Don't Fear Metrics When Measuring Developer Quality

John Vandivier

I want to laugh when people say common metrics shouldn't be used for establishing developer productivity. It seems like a prototypical pseudo-intellectual move to point out that such metrics can be misleading when used improperly, but the speaker of such obvious statements seems to think that this somehow removes the usefulness of such metrics when used correctly, or that the business is just as well by falling back on the other, inferior metrics they generally default to, such as an annual managerial survey on a 5 or 10 point scale.

Common metrics on GitHub include number of repositories, number of commits over the previous month and year, stars per repository, and number of followers. Further generalized SCM metrics include commit frequency, lines of code committed, percent of authorship, time on project, points per sprint, or issues resolved per month. It isn't always the case that more is better for these, but when assessed properly these metrics provide a strong, multi-faceted view of developer productivity. Top-notch developers should be asking for these developers because they know such data will uncover weak spots the develop him or herself may be blind to.

Let's look at percent of authorship as one particular example. Percent of authorship is different than the amount of code written by a person.
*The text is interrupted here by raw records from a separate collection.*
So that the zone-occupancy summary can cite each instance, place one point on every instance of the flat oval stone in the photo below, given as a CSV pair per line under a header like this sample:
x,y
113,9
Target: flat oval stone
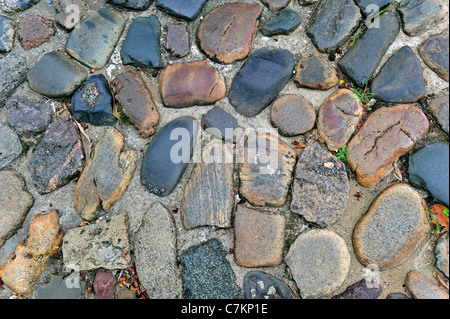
x,y
403,69
293,115
259,285
193,83
56,75
227,32
253,89
321,187
184,9
133,95
15,203
58,158
333,23
315,72
338,118
319,261
393,228
95,38
395,131
168,156
362,60
7,34
93,103
284,22
141,47
10,145
105,177
429,169
28,117
434,53
266,170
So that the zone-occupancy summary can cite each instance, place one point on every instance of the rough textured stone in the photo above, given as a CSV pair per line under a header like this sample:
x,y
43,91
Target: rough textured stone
x,y
209,196
28,117
58,158
193,83
441,251
423,288
258,238
227,32
315,72
7,34
361,290
15,202
393,228
93,41
418,15
284,22
34,31
55,75
434,53
132,93
440,109
105,177
387,135
103,244
321,187
266,170
332,24
15,66
429,169
400,80
259,285
10,146
319,261
177,42
184,9
362,60
253,89
207,274
94,103
338,118
141,47
156,254
166,159
27,263
293,115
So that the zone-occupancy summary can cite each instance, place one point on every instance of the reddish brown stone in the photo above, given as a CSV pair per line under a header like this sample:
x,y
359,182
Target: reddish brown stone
x,y
259,238
34,31
136,100
227,32
189,84
388,134
338,118
27,263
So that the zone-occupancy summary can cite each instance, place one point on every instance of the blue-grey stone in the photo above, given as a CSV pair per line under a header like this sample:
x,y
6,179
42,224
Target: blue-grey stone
x,y
168,156
262,77
142,47
428,168
93,103
207,274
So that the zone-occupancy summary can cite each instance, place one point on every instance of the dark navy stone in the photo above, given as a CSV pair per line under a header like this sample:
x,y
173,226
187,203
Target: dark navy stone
x,y
362,59
93,103
428,168
259,285
262,77
168,156
207,274
284,22
184,9
141,47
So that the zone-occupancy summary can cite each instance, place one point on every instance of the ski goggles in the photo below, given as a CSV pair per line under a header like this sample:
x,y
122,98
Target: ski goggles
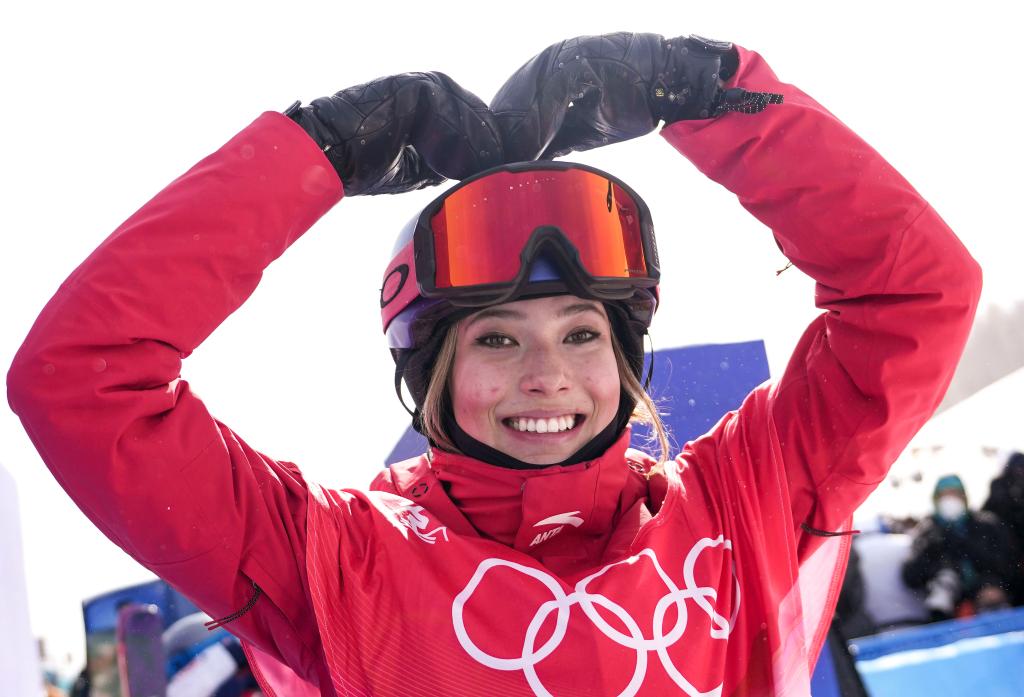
x,y
474,246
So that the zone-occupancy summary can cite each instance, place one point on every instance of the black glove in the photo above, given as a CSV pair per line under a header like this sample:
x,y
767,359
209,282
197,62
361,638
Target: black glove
x,y
402,132
596,90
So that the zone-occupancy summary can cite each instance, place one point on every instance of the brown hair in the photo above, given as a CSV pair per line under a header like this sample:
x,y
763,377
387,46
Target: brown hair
x,y
645,410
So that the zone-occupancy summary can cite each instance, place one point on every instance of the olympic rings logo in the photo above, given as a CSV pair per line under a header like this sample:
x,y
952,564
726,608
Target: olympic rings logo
x,y
589,602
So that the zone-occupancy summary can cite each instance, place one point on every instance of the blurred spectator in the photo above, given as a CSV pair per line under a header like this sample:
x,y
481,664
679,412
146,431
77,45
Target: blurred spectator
x,y
851,618
960,558
1006,499
888,602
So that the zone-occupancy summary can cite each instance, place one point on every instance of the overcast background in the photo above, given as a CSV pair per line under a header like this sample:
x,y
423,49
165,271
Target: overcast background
x,y
104,102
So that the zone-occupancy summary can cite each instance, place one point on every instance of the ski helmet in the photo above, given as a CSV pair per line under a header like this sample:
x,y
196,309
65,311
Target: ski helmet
x,y
516,231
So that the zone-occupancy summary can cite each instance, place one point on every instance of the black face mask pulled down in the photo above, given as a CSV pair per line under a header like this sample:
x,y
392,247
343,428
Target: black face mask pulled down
x,y
591,450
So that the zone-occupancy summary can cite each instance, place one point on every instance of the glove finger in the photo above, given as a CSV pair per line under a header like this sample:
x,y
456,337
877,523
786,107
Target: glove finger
x,y
409,131
456,133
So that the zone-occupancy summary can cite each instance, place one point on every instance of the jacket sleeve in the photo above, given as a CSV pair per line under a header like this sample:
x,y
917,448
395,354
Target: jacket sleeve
x,y
97,385
898,291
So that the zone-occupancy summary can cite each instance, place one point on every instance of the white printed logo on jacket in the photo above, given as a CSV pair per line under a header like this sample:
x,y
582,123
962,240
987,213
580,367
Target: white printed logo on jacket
x,y
658,642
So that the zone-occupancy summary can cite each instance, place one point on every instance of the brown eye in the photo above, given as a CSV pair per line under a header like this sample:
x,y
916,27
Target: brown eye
x,y
496,341
582,337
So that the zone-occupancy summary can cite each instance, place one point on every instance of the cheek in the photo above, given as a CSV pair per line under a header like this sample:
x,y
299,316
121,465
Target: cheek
x,y
475,391
603,384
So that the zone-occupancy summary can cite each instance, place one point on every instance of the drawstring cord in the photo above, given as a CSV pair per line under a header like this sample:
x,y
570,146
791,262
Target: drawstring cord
x,y
217,623
738,99
826,533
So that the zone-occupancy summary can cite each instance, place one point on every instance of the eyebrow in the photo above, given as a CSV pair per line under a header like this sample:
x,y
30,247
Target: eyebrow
x,y
503,313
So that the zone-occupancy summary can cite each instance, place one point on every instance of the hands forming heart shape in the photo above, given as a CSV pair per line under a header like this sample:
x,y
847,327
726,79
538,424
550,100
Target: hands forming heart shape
x,y
408,131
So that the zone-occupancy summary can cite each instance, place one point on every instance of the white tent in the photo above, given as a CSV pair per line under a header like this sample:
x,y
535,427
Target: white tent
x,y
19,671
971,439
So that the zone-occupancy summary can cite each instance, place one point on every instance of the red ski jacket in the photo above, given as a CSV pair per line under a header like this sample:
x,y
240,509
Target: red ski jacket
x,y
456,577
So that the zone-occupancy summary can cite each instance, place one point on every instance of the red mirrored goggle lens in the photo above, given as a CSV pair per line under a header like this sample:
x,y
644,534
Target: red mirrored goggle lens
x,y
481,228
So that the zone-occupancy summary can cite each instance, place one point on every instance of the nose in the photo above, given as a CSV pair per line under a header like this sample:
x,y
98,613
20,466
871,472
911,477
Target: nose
x,y
545,372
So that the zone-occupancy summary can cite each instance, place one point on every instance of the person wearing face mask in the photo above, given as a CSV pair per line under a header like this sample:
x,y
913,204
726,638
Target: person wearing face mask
x,y
529,551
962,560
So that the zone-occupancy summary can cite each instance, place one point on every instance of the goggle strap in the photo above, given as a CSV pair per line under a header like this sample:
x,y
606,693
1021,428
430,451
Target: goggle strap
x,y
399,371
650,367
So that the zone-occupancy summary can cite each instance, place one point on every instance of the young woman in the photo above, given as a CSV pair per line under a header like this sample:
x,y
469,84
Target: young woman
x,y
529,552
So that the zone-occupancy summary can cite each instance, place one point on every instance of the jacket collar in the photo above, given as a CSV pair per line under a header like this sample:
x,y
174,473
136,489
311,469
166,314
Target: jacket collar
x,y
563,516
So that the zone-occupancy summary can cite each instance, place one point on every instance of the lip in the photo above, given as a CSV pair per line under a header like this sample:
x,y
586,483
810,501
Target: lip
x,y
545,414
547,437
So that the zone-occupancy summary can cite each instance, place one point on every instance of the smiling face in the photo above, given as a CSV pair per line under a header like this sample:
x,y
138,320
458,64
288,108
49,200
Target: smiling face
x,y
536,379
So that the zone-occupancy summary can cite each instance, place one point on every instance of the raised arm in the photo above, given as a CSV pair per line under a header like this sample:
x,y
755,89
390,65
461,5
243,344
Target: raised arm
x,y
97,383
898,289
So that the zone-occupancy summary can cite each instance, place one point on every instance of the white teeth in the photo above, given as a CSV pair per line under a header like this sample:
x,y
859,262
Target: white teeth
x,y
552,425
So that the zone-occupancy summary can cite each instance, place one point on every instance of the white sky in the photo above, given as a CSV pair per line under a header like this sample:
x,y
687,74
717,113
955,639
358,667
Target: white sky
x,y
104,102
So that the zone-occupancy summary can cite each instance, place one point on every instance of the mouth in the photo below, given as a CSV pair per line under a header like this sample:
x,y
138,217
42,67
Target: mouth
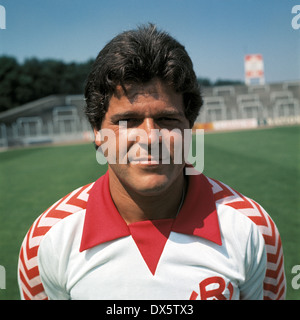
x,y
150,161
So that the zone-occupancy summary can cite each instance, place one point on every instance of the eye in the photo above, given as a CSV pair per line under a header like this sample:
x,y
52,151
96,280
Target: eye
x,y
167,119
129,121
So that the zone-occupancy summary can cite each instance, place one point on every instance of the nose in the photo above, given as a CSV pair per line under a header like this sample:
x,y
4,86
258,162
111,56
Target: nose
x,y
151,130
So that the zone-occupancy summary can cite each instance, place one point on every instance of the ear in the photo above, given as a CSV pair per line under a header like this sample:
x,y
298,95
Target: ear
x,y
97,137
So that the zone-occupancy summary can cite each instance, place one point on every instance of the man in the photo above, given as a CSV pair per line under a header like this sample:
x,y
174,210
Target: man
x,y
147,230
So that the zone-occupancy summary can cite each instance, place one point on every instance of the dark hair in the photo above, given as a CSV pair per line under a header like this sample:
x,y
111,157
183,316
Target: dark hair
x,y
137,56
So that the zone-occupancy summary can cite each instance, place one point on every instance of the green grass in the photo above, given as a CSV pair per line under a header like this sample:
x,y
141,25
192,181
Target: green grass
x,y
262,164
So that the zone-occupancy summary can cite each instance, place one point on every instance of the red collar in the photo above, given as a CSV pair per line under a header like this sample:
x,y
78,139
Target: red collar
x,y
198,215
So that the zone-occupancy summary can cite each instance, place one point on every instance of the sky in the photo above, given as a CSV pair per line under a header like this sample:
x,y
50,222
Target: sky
x,y
217,34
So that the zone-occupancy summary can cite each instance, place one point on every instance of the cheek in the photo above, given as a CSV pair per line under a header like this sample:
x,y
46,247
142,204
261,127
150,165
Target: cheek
x,y
173,142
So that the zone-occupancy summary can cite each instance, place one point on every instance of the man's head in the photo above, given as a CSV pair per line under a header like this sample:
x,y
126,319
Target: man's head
x,y
138,56
143,78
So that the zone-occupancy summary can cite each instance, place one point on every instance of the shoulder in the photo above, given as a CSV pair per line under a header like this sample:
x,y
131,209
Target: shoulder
x,y
274,283
28,272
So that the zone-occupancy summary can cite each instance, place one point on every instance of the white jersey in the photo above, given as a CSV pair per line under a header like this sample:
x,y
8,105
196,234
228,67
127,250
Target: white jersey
x,y
222,245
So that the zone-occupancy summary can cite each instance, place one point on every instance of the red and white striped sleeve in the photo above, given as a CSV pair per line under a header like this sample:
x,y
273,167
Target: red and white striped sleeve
x,y
274,285
29,279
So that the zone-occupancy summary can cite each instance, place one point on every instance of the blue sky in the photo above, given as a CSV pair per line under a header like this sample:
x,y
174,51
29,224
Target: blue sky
x,y
216,33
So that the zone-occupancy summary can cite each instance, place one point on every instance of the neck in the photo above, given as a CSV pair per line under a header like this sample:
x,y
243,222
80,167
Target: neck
x,y
134,207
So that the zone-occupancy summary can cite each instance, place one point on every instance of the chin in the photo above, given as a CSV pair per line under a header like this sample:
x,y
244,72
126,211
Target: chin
x,y
150,185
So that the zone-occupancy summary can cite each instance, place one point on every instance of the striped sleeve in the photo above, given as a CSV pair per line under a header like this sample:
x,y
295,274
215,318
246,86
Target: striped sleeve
x,y
29,280
274,281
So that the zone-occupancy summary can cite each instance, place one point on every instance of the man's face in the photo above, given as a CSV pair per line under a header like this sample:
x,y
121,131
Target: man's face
x,y
134,116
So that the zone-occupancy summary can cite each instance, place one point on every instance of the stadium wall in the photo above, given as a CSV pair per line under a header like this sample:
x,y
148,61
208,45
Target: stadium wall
x,y
60,119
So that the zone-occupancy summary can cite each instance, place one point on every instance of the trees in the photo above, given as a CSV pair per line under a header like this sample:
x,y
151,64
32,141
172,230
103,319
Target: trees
x,y
34,79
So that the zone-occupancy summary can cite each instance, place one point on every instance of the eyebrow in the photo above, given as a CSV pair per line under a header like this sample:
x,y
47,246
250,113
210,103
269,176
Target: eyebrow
x,y
133,114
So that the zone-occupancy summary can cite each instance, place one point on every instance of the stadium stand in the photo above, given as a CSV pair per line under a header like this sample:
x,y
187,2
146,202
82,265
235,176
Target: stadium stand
x,y
60,118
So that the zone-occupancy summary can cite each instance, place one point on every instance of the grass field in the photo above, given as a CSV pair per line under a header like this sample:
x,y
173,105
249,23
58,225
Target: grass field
x,y
262,164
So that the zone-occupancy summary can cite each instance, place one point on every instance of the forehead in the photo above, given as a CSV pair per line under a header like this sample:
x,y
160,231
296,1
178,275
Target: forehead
x,y
153,94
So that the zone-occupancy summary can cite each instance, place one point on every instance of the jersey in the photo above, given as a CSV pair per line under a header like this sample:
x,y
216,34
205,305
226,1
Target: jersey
x,y
221,245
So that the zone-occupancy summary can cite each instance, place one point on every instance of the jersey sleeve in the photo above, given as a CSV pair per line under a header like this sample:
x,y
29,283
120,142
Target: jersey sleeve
x,y
32,271
255,267
274,283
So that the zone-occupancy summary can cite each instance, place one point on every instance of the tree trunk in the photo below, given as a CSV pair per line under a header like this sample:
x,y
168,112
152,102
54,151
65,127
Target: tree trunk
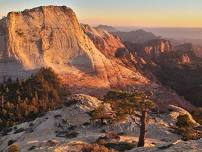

It's the percent of lines of code in the current app which were written by a person. If I write 1000 lines of crappy code and Joe condenses that into 10 lines of good code, percent of authorship is 100% Joe.

Stats should generally be taken from a master branch, as are the above. Master branches generally shouldn't include code which hasn't been approved via peer review and so on.

When doing data analysis it's generally advisable to use several metrics to get a robust picture of what's actually going on. This means we need to use data correctly, not that we need to stop using data.

The funny thing is that there are countless plausible objections to the data, and yet in the real world when you look at the top performers according to the data, they are almost always actual top performers not cheating masterminds. (In fact, I haven't seen a single anecdotal case to the contrary, although I believe they exist.)

In the real world, for example, if someone had 70%+ percent of authorship and their code never passed testing, that would indicate, roughly, 70%+ of the app doesn't work. What sort of development process allows that to happen? It's a typical criticism which can be raised in theory to discredit the use of statistics, but in the real world this almost never happens. If even 20% of the app breaks due to a single developer's actions that developer is dealt with swiftly - usually by minimizing their tasking. Their code is likely to be reverted unless it is able to quickly be fixed. Their future code will undergo extreme scrutiny until they prove they know what they are doing.

Part of the reason high volume coding and high quality coding seem to correlate in the real world might be that if you do turn out tons of code it ends up becoming high quality simply through practice. Another reason would be that cheating the system is so hard and risky that a cheater might as well just actually learn how to code. I also think people who genuinely enjoy coding are likely to have both high quality and volume.